Spainish parliament approves Catalan amnesty bill

Spain's parliament has voted to give final approval to a controversial amnesty law for hundreds of Catalan separatists involved in the illegal and unsuccessful 2017 secession bid.

The legislation was backed by Spain's left-wing coalition government, two Catalan separatist parties, and other smaller parties.

It passed on Thursday by a vote of 177-172 in the lower house, with the conservative Popular Party and far-right Vox opposing it.

The amnesty could benefit former Catalan regional president Carles Puigdemont, who is a fugitive from Spanish law in Belgium after fleeing his country following the failed October 2017 breakaway bid that he led.

It should also help out hundreds more, including former government officials in Barcelona, average citizens who took part in the secession attempt or protests, and some police officers involved in the crackdown on an illegal independence referendum held by Puigdemont's government.

Former Catalan leader Carles Puigdemont
The amnesty could benefit former Catalan leader Carles Puigdemont, who is a fugitive in Belgium. (AP PHOTO)

The passing of the amnesty law, however, does not immediately clear up the legal mess of the separatists.

The law is likely to face legal challenges and will be reviewed by higher courts. It also must be applied by courts on a case-by-case basis.

There are experts who question its constitutionality since they say it would create inequality between Spanish citizens by favouring some over others.

Since taking power in 2018, Spanish Prime Minister Pedro Sanchez has focused on reducing tensions in northeast Catalonia and he argues that the amnesty is key to culminating that process.

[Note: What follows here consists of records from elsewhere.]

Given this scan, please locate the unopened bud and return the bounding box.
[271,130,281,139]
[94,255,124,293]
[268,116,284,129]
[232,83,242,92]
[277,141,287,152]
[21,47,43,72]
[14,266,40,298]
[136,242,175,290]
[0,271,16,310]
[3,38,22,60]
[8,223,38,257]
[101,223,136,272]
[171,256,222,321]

But the amnesty was also a political necessity for Sanchez, who agreed to the act of pardon when he needed the support of the separatist MPs in Madrid to form a new national government in November.

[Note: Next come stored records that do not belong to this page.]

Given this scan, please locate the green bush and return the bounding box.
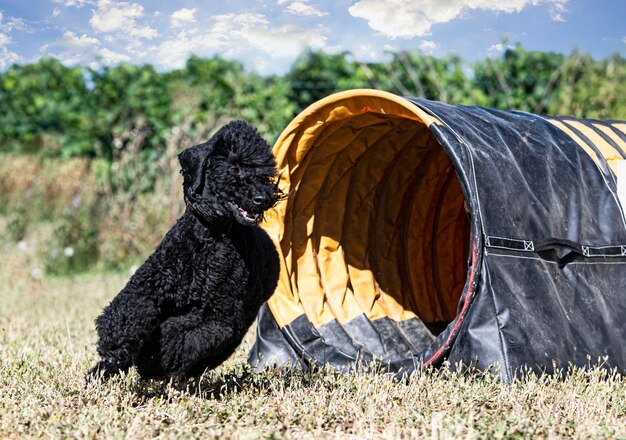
[0,57,92,156]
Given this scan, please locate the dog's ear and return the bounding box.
[178,143,210,199]
[210,130,233,159]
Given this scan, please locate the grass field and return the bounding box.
[1,235,626,439]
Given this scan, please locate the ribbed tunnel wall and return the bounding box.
[263,90,471,362]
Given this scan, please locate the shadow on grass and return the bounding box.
[124,362,355,401]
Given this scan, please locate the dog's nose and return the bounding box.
[253,194,269,206]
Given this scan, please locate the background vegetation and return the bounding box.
[1,44,625,274]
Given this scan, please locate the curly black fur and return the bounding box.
[88,120,281,381]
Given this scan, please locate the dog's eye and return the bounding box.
[230,166,240,177]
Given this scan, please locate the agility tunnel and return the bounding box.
[248,89,626,381]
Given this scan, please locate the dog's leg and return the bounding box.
[88,290,160,380]
[158,313,235,378]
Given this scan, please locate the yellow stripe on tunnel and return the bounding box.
[547,119,605,172]
[564,120,625,174]
[592,123,626,156]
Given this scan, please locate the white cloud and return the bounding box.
[487,42,504,56]
[0,14,27,68]
[41,30,129,66]
[286,1,328,17]
[622,36,626,45]
[0,13,31,34]
[98,47,130,63]
[149,14,268,70]
[212,13,268,33]
[0,46,23,69]
[222,14,328,62]
[247,25,327,57]
[42,31,100,52]
[150,29,224,70]
[548,0,568,21]
[349,0,570,39]
[90,0,157,39]
[54,0,94,7]
[227,13,326,58]
[354,44,377,59]
[419,39,438,54]
[170,8,197,27]
[52,7,62,17]
[150,13,328,73]
[6,17,30,33]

It was initially approved by the lower house in March.

The Senate, where right-wing parties hold a majority, vetoed it earlier this month, but the lower house pushed it through regardless.

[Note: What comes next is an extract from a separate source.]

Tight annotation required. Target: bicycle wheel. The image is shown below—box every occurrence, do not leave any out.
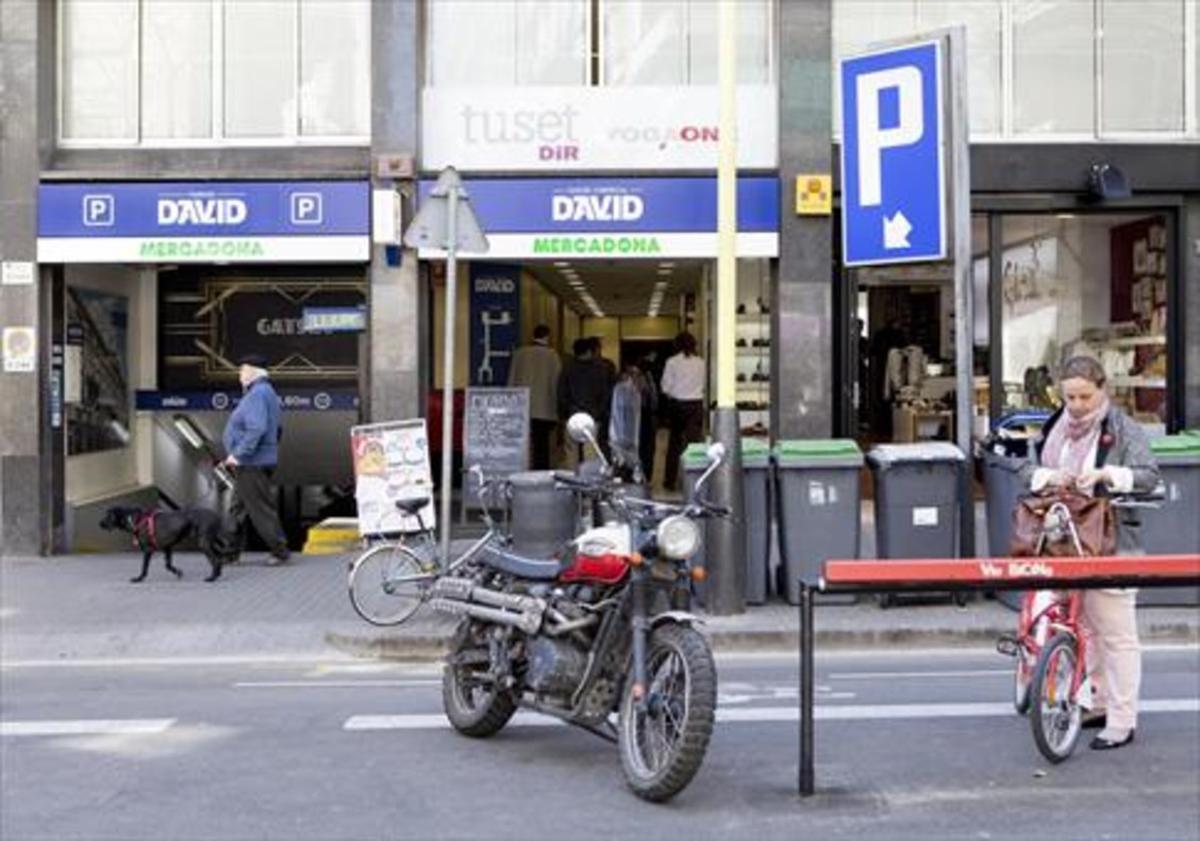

While the amnesty is popular in Catalonia, even among many unionists, the Popular Party and Vox have led protests against it in Madrid and other cities across the country.

There have also been critics of the amnesty within Sanchez's Socialist party.

It comes during the run-up to European Parliament elections on June 6-9 and when the Socialists are trying to form a government in Catalonia after beating the separatists in regional elections earlier in May.